Von Günther Wiesinger
Der TT Circuit Assen, für viele das Mekka des Motorradsports

Der TT Circuit Assen, für viele das Mekka des Motorradsports

An diesem Wochenende findet die 90. Dutch-TT statt. Traditionell fanden die Rennen in Assen stets am letzten Samstag in Juni statt. Erst seit 2016 wird wie überall sonst von Freitag bis Sonntag gefahren.

Seit 2016 wird die Dutch-TT am Sonntag ausgetragen, damit verlor Assen eine Ausnahmestellung im Kalender, man hat sich angepasst und tanzt nicht mehr aus der Reihe.

Das kam einer Revolution gleich. Das ist so ähnlich, als würde man in Wimbledon plötzlich auf Sand Tennis spielen. Oder als würde man die Rallye Monte Carlo plötzlich im Sommer austragen.

Jetzt stehe die Welt nicht mehr lange, hiess es, als der Renntag der Dutch-TT in Assen/NL vom traditionellen letzten Samstag im Juni auf den Sonntag verlegt wurde.

Jahrelang sprachen die Fahrer immer vom ersten Freitag-Training, obwohl es am Donnerstag stattfand. Manche TV-Zuschauer schalteten versehentlich erst am Sonntag ein. Und manchmal kam ein Sponsor voller Vorfreude am Samstagabend in Assen an, um dann festzustellen: Der Grand Prix war schon vorbei.

Bei der Dutch-TT wurden also jahrzehntealte Traditionen auf den Kopf gestellt.

Assen: 2015 wurde die Tradition beerdigt

An diesem Wochenende wird die Dutch-TT in Assen also zum fünften Mal von Freitag bis Sonntag stattfinden. Fahrer, Teammanager, Mechaniker, Journalisten und Fans wurden im Juni 2015 von dieser Absicht überrascht – und waren ein bisschen sprachlos.

Seit 1949 wurde in Assen immer am letzten Juni-Samstag um die Wette gefahren.

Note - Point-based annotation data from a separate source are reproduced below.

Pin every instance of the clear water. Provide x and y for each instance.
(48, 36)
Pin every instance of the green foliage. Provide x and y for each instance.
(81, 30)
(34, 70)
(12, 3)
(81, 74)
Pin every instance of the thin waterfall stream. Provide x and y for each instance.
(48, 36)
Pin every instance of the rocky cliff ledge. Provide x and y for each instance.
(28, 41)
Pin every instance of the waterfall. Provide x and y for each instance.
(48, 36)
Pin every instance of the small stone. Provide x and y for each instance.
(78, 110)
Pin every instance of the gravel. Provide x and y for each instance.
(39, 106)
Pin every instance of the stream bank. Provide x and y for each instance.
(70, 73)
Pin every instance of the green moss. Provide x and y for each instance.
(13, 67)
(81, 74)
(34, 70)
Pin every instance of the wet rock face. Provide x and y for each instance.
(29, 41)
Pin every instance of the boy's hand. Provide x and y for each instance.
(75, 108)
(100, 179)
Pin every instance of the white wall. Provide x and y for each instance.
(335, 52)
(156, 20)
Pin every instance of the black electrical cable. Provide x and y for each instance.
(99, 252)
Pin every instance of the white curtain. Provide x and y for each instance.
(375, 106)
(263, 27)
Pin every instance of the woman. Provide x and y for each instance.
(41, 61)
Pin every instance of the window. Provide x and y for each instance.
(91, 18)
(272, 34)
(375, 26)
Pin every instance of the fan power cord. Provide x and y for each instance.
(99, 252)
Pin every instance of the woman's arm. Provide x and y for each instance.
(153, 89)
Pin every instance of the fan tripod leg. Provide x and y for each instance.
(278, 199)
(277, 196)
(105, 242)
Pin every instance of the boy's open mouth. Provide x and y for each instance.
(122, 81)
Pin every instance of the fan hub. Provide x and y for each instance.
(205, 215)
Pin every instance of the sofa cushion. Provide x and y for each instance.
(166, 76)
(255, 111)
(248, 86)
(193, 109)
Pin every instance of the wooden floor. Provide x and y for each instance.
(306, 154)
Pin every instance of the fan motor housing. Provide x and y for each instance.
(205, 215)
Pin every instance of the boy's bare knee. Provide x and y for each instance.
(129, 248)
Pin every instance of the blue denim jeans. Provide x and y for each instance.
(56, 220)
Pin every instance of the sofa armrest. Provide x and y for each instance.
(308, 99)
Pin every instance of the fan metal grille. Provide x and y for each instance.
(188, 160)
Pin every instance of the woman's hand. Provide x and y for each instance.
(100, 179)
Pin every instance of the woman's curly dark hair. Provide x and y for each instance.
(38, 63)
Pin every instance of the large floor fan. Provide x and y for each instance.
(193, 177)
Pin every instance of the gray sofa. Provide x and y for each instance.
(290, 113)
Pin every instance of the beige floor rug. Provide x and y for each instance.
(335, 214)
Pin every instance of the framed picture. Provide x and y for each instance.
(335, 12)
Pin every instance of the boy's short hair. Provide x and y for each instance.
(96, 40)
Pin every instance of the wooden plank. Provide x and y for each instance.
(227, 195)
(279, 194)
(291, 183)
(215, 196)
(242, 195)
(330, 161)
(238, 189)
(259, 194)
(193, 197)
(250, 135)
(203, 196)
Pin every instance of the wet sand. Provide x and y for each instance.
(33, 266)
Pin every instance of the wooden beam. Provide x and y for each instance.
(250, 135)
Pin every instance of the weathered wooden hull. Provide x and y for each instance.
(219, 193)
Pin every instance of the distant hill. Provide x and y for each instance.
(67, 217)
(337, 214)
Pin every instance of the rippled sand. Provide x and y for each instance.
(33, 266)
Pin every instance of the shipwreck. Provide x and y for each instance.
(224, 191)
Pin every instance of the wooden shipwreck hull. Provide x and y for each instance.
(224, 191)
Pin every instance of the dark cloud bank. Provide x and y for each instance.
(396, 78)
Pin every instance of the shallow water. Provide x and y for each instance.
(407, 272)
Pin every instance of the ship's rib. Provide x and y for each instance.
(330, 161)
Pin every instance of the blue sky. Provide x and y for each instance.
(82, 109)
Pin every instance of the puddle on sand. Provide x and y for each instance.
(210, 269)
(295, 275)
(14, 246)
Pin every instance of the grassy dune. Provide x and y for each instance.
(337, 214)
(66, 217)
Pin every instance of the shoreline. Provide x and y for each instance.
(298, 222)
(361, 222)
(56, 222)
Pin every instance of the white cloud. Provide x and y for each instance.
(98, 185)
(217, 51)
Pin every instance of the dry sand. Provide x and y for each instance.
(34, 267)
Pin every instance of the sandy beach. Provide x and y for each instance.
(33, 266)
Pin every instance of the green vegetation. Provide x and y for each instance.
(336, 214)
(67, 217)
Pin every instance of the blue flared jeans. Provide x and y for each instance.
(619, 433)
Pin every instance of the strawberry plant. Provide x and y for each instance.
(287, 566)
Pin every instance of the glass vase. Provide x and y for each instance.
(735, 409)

Der Pfarrer in einer einst an der Strecke gelegenen Kirche habe anfangs den Samstag als Renntermin durchgesetzt, erzählt man sich, weil er am Sonntag die Messe zelebrieren musste – und sich am Samstag unbedingt die Rennen anschauen wollte.

Vor sechs Jahren haben die Assen-GP-Promoter Arjan Bos (Vorsitzender der Stichting Circuit van Drenthe) und Direktor Peter Oosterbaan auf sanften Druck von Dorna-CEO Carmelo Ezpeleta beschlossen, den traditionellen Termin auf den Sonntag zu ändern.

Die Niederländer haben alle Für und Wider gewissenhaft geprüft und abgewogen. Danach hat der TT-Vorstand entschieden, den MotoGP-Event auf dem Sonntag zu verschieben. Der Veranstalter ging davon aus, dass die Vorteile überwiegen werden und der Zukunft der Dutch-TT mit diesem taktischen Manöver am meisten gedient ist.

«Sieben Jahre lang habe ich dem Veranstalter in Assen nahelegt, die Rennen am Sonntag statt am Samstag auszutragen», verriet Carmelo Ezpeleta bei der Dutch-TT 2017 gegenüber SPEEDWEEK.com. «Aber sie haben sich immer mit dem Argument der Tradition dagegen gesträubt. Ich habe erwidert: Die Zeiten haben sich geändert, viele Menschen haben für Samstag andere Pläne. Erst für 2016 haben die Niederländer eingewilligt. Und was ist passiert? Der Grand Prix war ausverkauft.»?

Am Rennsonntag 2016 erschienen in Assen 105.000 Zuschauer. Das waren trotz des nicht gerade einladenden Wetters 10.000 mehr als 2015, als die Rennen noch am Samstag gefahren wurden.

Egbert Braakman, jahrzehntelang Rennsekretär der Stichting Circuit van Drenthe, legte uns die genauen Zahlen vor. «Am Renntag 2016 wurden 105.000 Zuschauer gemeldet. Davon haben rund 91.000 eine Eintrittskarte bezahlt.»

Jaap Timmer, jahrelang Promoter der Dutch-TT, im Hauptberuf Opel-Händler, nebenbei Vorsitzender der FIM Road Racing Commission (CCR) und im Frühjahr 2017 verstorben, erinnerte sich 2016 noch an die allerbesten Zeiten.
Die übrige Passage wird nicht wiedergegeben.